In Britain, abortion is allowed up to birth for babies with disabilities, which has been interpreted to include cleft lip and palate as well as club foot, two conditions that are non-fatal and easily rectified. Shockingly, data shows that between 2011 and 2018, there was a 150% increase in abortions for babies diagnosed with cleft lip and palate.

I’m not anti-abortion per se, but I am wholly supportive of a Bill recently presented in parliament, which seeks to change the law to clarify that cleft lip and palate and clubfoot are not grounds for abortion. As someone born with a cleft, I can’t see a single reason why my life wouldn’t be just as worthwhile as that of someone not born with my condition.

When I was pregnant with my first child, I knew there was a chance my baby might have a cleft. If so, who better to raise that child than me? But neither of my children had clefts and, as crazy as it sounds, a part of me has always longed for a baby with cleft, a child that looks like me, I suppose.

Never pity a child born with cleft for there’s no need to. The only thing that will hold that child back is people’s prejudices, not their cleft.

Aborting less than perfect babies is not the answer – dismantling prejudices is. Some years ago, I was invited to share my experience of cleft care to a room full of doctors, speech and language therapists and counsellors at the same Swedish hospital where I was born. Present was a woman whose ten-year-old daughter had Crouzon’s syndrome, a condition that affects the growth and appearance of the head and face. When she said that her daughter had declined to have cosmetic surgery, one of the counsellors spoke up,

‘But what if she’s bullied, shouldn’t you ensure that your daughter benefits from every medical procedure available to normalise her appearance?’

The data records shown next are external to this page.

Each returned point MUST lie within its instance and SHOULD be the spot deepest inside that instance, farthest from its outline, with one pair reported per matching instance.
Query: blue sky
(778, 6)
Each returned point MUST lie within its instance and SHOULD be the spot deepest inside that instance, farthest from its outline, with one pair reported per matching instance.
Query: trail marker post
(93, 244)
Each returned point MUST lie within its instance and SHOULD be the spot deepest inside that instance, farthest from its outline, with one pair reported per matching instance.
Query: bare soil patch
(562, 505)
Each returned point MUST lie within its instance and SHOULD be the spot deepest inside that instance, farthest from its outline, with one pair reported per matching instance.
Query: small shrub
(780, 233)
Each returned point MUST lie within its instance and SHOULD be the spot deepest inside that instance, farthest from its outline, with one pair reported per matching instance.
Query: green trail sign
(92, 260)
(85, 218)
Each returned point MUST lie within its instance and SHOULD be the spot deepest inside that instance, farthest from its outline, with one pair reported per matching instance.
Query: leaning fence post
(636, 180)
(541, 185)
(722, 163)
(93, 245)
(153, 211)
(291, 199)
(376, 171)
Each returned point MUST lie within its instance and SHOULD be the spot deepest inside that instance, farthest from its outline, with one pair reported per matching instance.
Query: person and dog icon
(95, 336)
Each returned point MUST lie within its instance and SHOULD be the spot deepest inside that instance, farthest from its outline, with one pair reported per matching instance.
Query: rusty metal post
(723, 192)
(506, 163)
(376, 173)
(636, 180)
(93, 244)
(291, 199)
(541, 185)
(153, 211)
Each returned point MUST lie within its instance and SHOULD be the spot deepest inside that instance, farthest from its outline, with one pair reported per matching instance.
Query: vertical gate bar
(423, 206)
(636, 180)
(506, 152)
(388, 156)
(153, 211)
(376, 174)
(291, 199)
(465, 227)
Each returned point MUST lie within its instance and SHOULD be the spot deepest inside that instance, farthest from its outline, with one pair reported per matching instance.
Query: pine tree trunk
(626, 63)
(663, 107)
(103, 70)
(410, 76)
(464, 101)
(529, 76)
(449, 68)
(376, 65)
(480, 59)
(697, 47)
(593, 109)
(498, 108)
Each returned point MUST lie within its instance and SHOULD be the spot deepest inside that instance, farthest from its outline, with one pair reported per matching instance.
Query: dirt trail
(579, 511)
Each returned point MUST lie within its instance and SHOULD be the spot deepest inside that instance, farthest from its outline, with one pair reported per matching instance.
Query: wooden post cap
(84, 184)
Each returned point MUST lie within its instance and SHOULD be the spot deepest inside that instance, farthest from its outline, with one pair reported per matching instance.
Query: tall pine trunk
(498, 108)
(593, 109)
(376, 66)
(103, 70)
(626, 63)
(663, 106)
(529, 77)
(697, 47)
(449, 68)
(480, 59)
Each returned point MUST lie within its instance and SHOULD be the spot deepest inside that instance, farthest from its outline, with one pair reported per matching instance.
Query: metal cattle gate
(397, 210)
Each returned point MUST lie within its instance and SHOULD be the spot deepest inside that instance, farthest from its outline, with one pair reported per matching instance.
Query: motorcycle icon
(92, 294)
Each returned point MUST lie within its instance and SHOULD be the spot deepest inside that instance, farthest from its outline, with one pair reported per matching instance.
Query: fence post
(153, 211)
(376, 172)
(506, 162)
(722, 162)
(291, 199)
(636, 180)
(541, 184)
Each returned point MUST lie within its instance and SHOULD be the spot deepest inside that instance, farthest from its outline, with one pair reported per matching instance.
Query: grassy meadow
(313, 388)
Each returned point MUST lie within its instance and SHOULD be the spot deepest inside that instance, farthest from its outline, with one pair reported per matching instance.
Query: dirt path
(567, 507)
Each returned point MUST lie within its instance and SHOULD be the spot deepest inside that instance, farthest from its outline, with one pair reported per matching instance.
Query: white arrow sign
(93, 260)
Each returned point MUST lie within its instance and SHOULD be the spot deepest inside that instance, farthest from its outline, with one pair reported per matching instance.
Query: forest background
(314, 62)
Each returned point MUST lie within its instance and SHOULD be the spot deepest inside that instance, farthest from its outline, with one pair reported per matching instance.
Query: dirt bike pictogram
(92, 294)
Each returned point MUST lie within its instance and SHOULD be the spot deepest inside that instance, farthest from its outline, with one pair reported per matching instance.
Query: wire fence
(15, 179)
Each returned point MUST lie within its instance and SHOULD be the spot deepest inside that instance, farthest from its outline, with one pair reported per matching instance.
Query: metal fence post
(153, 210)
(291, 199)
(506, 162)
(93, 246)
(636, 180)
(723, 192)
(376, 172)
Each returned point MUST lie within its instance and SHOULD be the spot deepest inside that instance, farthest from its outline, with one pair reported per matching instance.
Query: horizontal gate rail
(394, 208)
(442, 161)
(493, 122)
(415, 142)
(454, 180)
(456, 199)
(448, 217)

I was dumbfounded by the counsellor’s comments, but the mother answered calmly, that it was not her daughter that needed fixing to fit in with society, it’s society that needed changing to accommodate and include people like her daughter.

Aborting less than perfect babies, and subjecting unwilling patients to a seemingly endless series of operations to ‘normalise’ their appearance should never be the way we respond to prejudice and intolerance.

As the British comedian Francesca Martinez writes in her book What The **** Is Normal?!, “…any ‘suffering’ I’ve endured hasn’t come from being wobbly [reference to her cerebral palsy, my note] but from people not knowing how to handle difference. So, instead of focusing on eradicating disability, maybe we should focus on creating a world that embraces it as a natural part of life.”